Following talks with Palestinian Authority President Mahmoud Abbas at his headquarters in the West Bank city of Ramallah, Blinken vowed to rebuild US relations with the Palestinians by reopening a consulate in Jerusalem, as well as give millions in aid for the war-battered Gaza Strip.
The announcements signaled a break with US policy under former president Donald Trump, who had shuttered the diplomatic mission for Palestinians in 2019 and slashed aid to the Palestinian Authority.
In the long term, Blinken evoked the “possibility of resuming the effort to achieve a two-state solution, which we continue to believe is the only way to truly assure Israel’s future as a Jewish and democratic state, and of course to give the Palestinians the state they’re entitled to.”
After meeting Prime Minister Benjamin Netanyahu, he reiterated support for Israel’s right to defend itself against rocket attacks by Gaza’s Hamas rulers, adding that they must not benefit from the reconstruction aid.
Hamas political chief Yahya Sinwar vowed Wednesday not to take “a single cent” of the aid, insisting that “we have never taken a cent in the past.”
On Wednesday, after meeting with Sissi, Blinken later said that both “believe strongly that Palestinians and Israelis deserve equally to live in safety and security,” and that “Egypt is vital to these aspirations.”
Unlike the United States and many European governments, which boycott the Hamas terror group, Egypt maintains regular contacts.
Last week, Sissi pledged $500 million to help reconstruction efforts in Gaza.
Blinken said Wednesday the US was in the process of providing more than $360 million in assistance to Palestinians, including $250 million announced in March and April.
On top of that, the administration intended to provide $75 million in aid to the Palestinians, as well as $5.5 million in immediate disaster assistance for Gaza, and nearly $33 million for an emergency humanitarian appeal by the UN.

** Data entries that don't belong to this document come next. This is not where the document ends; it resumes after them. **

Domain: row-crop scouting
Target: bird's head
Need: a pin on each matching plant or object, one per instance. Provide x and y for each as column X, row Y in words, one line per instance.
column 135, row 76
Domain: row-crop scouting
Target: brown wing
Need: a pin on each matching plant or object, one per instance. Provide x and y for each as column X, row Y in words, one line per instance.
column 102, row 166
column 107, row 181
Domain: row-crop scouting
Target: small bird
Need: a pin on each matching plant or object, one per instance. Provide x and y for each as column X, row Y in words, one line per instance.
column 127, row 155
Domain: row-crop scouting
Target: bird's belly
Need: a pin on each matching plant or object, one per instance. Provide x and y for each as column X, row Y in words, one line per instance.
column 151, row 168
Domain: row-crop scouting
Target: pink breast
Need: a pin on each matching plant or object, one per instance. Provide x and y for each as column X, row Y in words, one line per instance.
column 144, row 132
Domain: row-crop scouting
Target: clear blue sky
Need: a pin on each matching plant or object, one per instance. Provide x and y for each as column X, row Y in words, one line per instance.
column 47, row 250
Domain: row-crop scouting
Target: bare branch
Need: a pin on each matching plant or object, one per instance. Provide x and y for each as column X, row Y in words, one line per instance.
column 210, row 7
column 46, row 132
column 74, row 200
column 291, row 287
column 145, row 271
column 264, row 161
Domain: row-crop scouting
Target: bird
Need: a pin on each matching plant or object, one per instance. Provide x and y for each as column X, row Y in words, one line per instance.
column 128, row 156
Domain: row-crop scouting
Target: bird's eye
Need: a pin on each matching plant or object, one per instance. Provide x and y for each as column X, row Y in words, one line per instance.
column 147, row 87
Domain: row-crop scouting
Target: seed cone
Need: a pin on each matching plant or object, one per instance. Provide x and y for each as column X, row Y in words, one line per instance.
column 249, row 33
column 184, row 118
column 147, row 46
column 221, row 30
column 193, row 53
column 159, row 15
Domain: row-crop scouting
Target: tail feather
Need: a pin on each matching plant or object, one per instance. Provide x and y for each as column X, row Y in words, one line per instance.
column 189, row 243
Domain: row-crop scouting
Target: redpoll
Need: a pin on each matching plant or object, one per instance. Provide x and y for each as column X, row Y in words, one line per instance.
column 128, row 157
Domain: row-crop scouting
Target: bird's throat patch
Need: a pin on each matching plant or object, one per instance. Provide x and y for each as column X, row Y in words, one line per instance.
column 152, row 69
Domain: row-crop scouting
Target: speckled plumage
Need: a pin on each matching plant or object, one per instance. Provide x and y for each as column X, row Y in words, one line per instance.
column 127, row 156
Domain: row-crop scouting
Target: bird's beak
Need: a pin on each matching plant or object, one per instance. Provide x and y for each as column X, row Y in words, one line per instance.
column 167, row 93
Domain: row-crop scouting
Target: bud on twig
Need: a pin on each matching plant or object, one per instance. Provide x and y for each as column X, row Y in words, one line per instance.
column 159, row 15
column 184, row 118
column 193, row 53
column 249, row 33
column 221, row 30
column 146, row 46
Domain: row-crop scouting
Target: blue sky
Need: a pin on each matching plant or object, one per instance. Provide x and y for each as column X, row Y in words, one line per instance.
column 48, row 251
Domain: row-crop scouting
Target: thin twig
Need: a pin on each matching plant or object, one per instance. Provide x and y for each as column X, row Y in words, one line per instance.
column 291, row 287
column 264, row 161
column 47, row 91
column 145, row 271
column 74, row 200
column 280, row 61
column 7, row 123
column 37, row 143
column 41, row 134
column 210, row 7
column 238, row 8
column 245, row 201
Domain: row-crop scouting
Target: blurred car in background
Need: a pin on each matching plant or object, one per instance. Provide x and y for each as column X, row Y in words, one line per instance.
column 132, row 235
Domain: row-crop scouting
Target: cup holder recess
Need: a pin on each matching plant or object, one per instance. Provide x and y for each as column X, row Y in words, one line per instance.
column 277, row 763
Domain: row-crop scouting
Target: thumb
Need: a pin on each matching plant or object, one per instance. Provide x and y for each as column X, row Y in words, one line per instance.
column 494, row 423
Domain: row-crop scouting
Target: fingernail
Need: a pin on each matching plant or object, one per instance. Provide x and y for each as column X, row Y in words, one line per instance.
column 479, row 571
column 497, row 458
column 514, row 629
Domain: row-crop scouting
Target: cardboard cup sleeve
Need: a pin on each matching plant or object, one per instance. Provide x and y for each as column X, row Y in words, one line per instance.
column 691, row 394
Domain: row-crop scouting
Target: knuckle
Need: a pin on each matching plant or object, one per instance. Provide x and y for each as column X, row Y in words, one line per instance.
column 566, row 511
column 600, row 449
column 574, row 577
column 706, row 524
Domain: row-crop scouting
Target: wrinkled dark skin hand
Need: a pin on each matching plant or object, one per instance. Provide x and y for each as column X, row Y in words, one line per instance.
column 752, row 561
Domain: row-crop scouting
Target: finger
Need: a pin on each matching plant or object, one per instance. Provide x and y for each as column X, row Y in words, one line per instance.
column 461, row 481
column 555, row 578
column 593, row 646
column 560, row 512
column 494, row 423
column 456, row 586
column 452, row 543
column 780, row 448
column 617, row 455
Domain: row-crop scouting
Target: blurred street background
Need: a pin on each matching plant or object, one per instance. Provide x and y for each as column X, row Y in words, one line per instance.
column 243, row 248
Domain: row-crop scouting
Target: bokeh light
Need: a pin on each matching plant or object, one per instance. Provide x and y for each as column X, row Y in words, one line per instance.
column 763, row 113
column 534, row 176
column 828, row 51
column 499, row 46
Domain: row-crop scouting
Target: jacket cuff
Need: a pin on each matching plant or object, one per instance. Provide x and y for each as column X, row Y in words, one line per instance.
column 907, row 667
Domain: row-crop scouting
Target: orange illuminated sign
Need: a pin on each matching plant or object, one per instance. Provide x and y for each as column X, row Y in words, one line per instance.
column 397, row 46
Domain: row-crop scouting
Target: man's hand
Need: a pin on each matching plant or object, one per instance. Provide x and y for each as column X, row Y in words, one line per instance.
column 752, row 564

The latest military escalation started when Hamas fired rockets at Jerusalem after clashes between Palestinians and Israeli police officers at the Temple Mount.
Israeli security forces had also sought to quell protests against the threatened eviction of Palestinian families from homes in the East Jerusalem neighborhood of Sheikh Jarrah to make way for Jewish families.
Rocket and other projectile fire from Gaza claimed 13 lives in Israel, including one child and teenager, an Israeli soldier, one Indian national and two Thai workers, medics say. Some 357 people in Israel were wounded.
Israeli airstrikes and artillery fire on Gaza killed 254 Palestinians, including 66 children, and wounded more than 1,900 people in 11 days of conflict from May 10, the health ministry in Gaza said. Israel says over 200 of those killed were terror operatives. It says some of the civilian fatalities were caused by rocket fire that fell short and landed in the Strip.